Saser Kangri (or Sasir Kangri) is a mountain in India. It is the highest peak in the Saser Muztagh, the easternmost subrange of the Karakoram range. Sasir Kangri is located within Ladakh.

==Saser Kangri massif==
The Saser Kangri massif consists of six named peaks:
| Saser Kangri I | 7672 m | Ranked 35th, Prominence = 2304 m | Saser Kangri I |
| Saser Kangri II East | 7518 m | Ranked 48th, Prominence = 1450 m | Saser Kangri II |
| Saser Kangri II West | 7500 m | | |
| Saser Kangri III | 7495 m | Ranked 51st, Prominence = 850 m | Saser Kangri III |
| Saser Kangri IV | 7416 m | | |
| Plateau Peak | 7287 m | | |

This massif lies toward the northwestern end of the Saser Muztagh, at the head of the North Shukpa Kunchang Glacier, a major glacier which drains the eastern slopes of the group. The Sakang and Pukpoche Glaciers head on the western side of the group, and drain into the Nubra River.

==Climbing history==
Early exploration and climbing attempts of Saser Kangri occurred on the western side, from the Nubra Valley; this is lower, more populated, and hence more easily accessible than the eastern side, which faces the Tibetan Plateau. Early European exploration included a visit in 1909 by explorer T. G. Longstaff, along with Arthur Neve and A. M. Slingsby. However, visits and failed climbing attempts by multiple groups on the western side over the period 1922-1970 showed that the western side was surprisingly difficult.

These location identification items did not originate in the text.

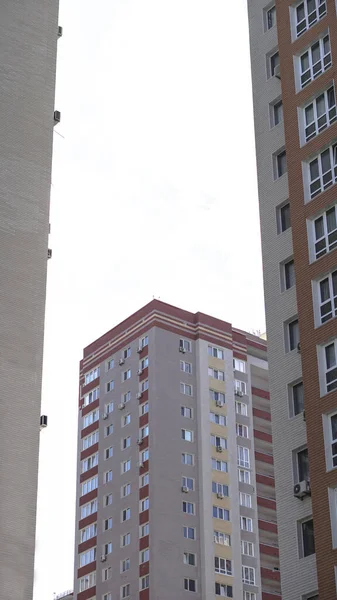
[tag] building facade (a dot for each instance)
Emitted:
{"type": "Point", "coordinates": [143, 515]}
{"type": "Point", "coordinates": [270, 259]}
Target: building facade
{"type": "Point", "coordinates": [28, 39]}
{"type": "Point", "coordinates": [293, 56]}
{"type": "Point", "coordinates": [175, 486]}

In 1973, an expedition of members of the Indo-Tibetan Border Police finally succeeded in making the first ascent of the peak, by a very different route. They approached the peak from the southeast, via the upper Shyok Valley and the North Shukpa Kunchang Glacier, a long and difficult journey. Only in 1987 did climbers succeed in ascending this peak from the western side: an Indian-British team led by V.Pandey and LS successfully climbed the peak in conjunction with the first ascent of Saser Kangri IV.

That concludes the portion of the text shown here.